Elizabeth Oakes Smith, “The Willows,” and General Washington
Timothy H. Scherman
Plans for archeological excavation at Lakeview Cemetery in Patchogue, Long Island are underway. Specifically, experts will be examining the site of “The Willows,” home of Elizabeth Oakes Smith and Seba Smith from 1859 to 1870. The lives and work of both these writers are significant parts of literary and social history in the area, but more significant, to many, is the possibility that the building purchased by the couple in 1859 was once the tavern where General Washington was entertained or housed on his tour of Long Island in 1790.
Diligent searches for legal records documenting the sequential sale and/or transfer of this property from the late 18thcentury to the date of the Smith purchase have been hampered by lapses in legal records, but the interest of Oakes Smith and her husband in the history of the US, the evidence of their significant investment in the storied life of Washington specifically, coupled with their financial means in 1859, argue strongly that their choice of a new home on Long Island was not random. Most important to recall is that while our records of the property’s provenance are incomplete now, 230 years after Washington’s visit, in 1859, only 70 years after the fact, the sequence of property ownership was doubtless much more clear. Proud of her financial success and continually interested, as a woman writer, in claiming the same rights as men to the documentation of American history, it would be completely fitting that, hearing of the Woodhull mansion’s relation to Washington’s stay, Elizabeth Oakes Smith would have made a special effort to purchase a property with such a link to American history.
Like most white Americans of the antebellum period, and particularly as writers and editors in the publishing industry in the 1830s and 40s, Elizabeth Oakes Smith and her husband read and wrote frequently of Washington as the “father of our country,” a modern mythic figure around which the ideals of the US population were centered. In the summer of 1847, however, Oakes Smith’s relation to Washington became more material and personal, when she visited the family of Judge Hagerman and the Hopper family near what is now Mahwah, New Jersey. There, she dined with an elderly member of the Hopper family who displayed part of a dinner service used to entertain Washington, and she enjoyed a tour of the area, where Judge Pierson, a key land owner in the area, pointed out to her the hemlock that marked the place where Washington camped during the Revolutionary war.
This experience made such an impression upon her that she began to incorporate this local history into several of her works—whether in prefatory remarks (as in her novel, The Salamander (1848), set in the Ramapaugh Valley of an earlier time) or in the main plot (her novel The Ramapo Pass: A Romance of the Revolution, (1848), in which Washington is a principal figure. In fact, Oakes Smith expanded the latter novel with a new more detailed preface remembering her visit with the Hoppers in a serial reprint, The Intercepted Messenger of Ramapo Pass in Emerson’s United States Magazine in 1856, a journal she edited along with her husband from 1856 to 1858, and then expanded the same work again for a novel in Beadle’s Dime Novel series under the title The Bald Eagle in 1867.
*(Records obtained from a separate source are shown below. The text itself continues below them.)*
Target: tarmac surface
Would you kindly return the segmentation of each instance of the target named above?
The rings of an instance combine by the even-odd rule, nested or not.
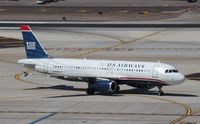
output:
[[[33,28],[54,57],[160,61],[185,75],[199,73],[198,28]],[[8,40],[8,43],[5,42]],[[200,123],[200,82],[194,80],[157,89],[138,90],[126,85],[115,95],[88,96],[83,82],[63,81],[25,70],[16,64],[25,58],[18,29],[0,30],[0,123]]]
[[[199,21],[199,2],[182,0],[0,1],[0,20],[51,21]]]

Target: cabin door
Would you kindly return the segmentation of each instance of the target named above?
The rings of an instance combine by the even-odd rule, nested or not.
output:
[[[153,67],[152,78],[158,78],[158,66]]]

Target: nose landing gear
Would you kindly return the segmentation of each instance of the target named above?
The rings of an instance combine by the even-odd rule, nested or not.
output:
[[[163,92],[163,90],[162,90],[162,86],[158,86],[158,95],[159,96],[165,95],[164,92]]]

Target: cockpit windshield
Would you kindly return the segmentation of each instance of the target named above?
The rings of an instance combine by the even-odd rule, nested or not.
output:
[[[165,73],[178,73],[177,69],[167,69],[165,70]]]

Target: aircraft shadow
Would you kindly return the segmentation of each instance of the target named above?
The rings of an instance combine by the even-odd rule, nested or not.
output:
[[[28,89],[24,89],[24,90],[43,90],[43,89],[72,90],[72,91],[85,91],[86,90],[85,88],[74,88],[74,86],[66,86],[66,85],[36,87],[36,88],[28,88]]]
[[[55,90],[69,90],[69,91],[86,91],[85,88],[74,88],[74,86],[66,86],[66,85],[56,85],[56,86],[47,86],[47,87],[36,87],[36,88],[28,88],[24,90],[43,90],[43,89],[55,89]],[[157,91],[152,91],[148,89],[128,89],[128,90],[120,90],[118,93],[109,94],[109,93],[95,93],[94,95],[102,95],[102,96],[123,96],[125,94],[142,94],[142,95],[158,95]],[[88,96],[85,94],[74,94],[74,95],[60,95],[60,96],[52,96],[48,98],[61,98],[61,97],[79,97],[79,96]],[[199,97],[197,95],[192,94],[180,94],[180,93],[165,93],[165,96],[176,96],[176,97]]]
[[[130,89],[130,90],[121,90],[118,94],[143,94],[143,95],[158,95],[157,91],[151,91],[146,89]],[[165,92],[164,96],[176,96],[176,97],[199,97],[198,95],[193,94],[182,94],[182,93],[167,93]]]

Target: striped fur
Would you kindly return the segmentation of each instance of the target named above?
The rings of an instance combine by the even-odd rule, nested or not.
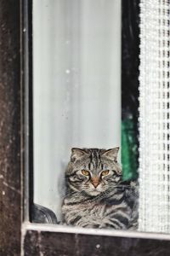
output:
[[[63,224],[116,230],[137,228],[138,188],[134,183],[122,183],[117,153],[118,148],[72,148],[65,172]],[[82,170],[88,175],[83,175]]]

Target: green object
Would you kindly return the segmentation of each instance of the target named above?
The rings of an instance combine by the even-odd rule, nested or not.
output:
[[[138,177],[138,146],[133,119],[122,121],[122,164],[123,180]]]

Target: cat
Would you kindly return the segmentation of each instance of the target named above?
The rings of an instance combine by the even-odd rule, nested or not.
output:
[[[65,171],[62,224],[87,228],[136,230],[138,185],[122,181],[119,148],[72,148]]]

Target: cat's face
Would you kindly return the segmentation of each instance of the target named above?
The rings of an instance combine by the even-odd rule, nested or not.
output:
[[[119,148],[72,148],[66,170],[69,187],[95,196],[113,188],[122,180],[116,161]]]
Most important, to her, was the authority such “local history” might provide for her as one documenting American history. In an 1849 letter to Benson Lossing, author of The Pictorial Fieldbook of the Revolution (1850), she shared the details of her visit to the Ramapaugh Valley, concluding, “I have been thus explicit, Sir, in giving you these details, because I consider them essential to this part of our history, and as throwing additional light upon the character of Washington.” When her anecdotes were incorporated in Lossing’s work, she proudly remarked in a letter dated March 1, 1851 “I am much gratified at being given an authority in your work, for I am very unwilling to be regarded as a mere Magazine writer, a compounder of mawkish stories, and sentimental poetry.”
Elizabeth Oakes Smith’s lecture career and her turn to the feminist cause from 1850 to 1857 turned her focus away from American history as such, but when she joined her husband as co-editor of Emerson’s United States Magazine (later The Great Republic Monthly) from 1856 through 1859, she returned to her work on Washington. The magazine’s series on “The Capitol at Washington,” followed by fourteen long installments of a serialized “Life of Washington” from June 1857 to November 1858 show a continued dedication to this central figure in US history.
In sum, especially given their immediately preceding work on Washington, lasting at least from 1847 to 1859, it would make perfect sense that Oakes Smith and her husband might choose to purchase the home in Patchogue that local residents knew, better than any lawyer, held a direct relation to one of the figures at the center of their work and American history. There were obviously current residents in Patchogue in 1859 who were living at the time of Washington’s visit, who needed no research archive or legal records to document the connection.